It was the riskiest thing I’d ever done. I just packed my things, loaded my car and started driving. I’d never driven alone on the highway before, but I was desperate to get away from a very toxic relationship.
The physical distance helped, but I still had some emotional baggage. I kept talking to him on the phone and even planned to spend Christmas with his family.
A few days before Christmas, I called him at our usual time. His roommate told me he wasn’t there. “He asked to borrow my car,” she said. “I don’t know, Aesha. I don’t know,” she said. I could tell something wasn’t right.
When I brought it up to him the next day, he “confessed” that he was on a date with another woman! I was angry, heartbroken and somewhat relieved that I finally had the courage to break it off for good.
My new roommate didn’t want me to be alone for the holidays and invited me to spend Christmas with her family. Being surrounded by new friends and family helped to soothe the ache I felt in my heart.
At that moment, I had a mindset shift and decided to enjoy the holidays no matter what.
The following year, I moved back to my hometown in the Midwest. This time Christmas would be different. In October I’d met an amazing man and we were spending quite a bit of time together. I’d invited him to Thanksgiving and he accepted. After Thanksgiving dinner we had our first official date, but we still hadn’t started a relationship. In fact, he’d kept telling me he wasn’t looking for a relationship!
But then it happened–that magical moment when you know you’re falling in love. During my office Christmas party, we looked in one another’s eyes, and I promise you there were fireworks! As we left the party we held hands for the first time.
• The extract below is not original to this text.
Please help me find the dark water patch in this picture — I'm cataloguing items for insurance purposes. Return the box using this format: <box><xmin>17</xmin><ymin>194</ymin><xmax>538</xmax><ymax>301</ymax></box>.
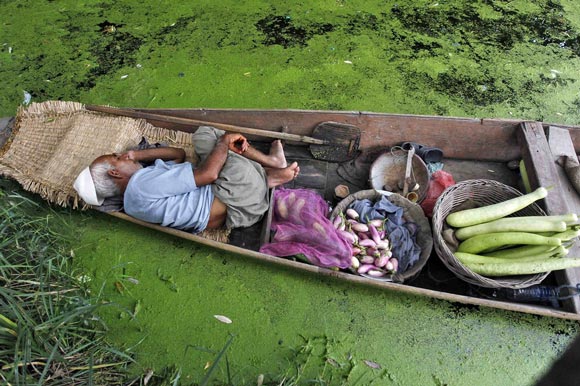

And even though there wasn’t any mistletoe hanging in my apartment, we shared a first kiss.
I fell in love with the man of my dreams during the Christmas season. Some Christmases since then have been challenging. One year we were stranded in Portland for three days with a 5-month old and no luggage or baby food due to a horrible snowstorm; the next Christmas we were separated while he was deployed overseas. No matter what, I’ve learned to enjoy the holiday season and to focus on creating wonderful memories with my loved ones.
I share this story with you because I know the holidays can be a lonely, stressful time when you still haven’t found Mr. Right. But believe me when I say that when (not if) you do meet him and begin a life together, all of the new Christmas memories you’ll make together will make up for anything you may be feeling now.
Don’t give up! Your Christmas miracle is coming!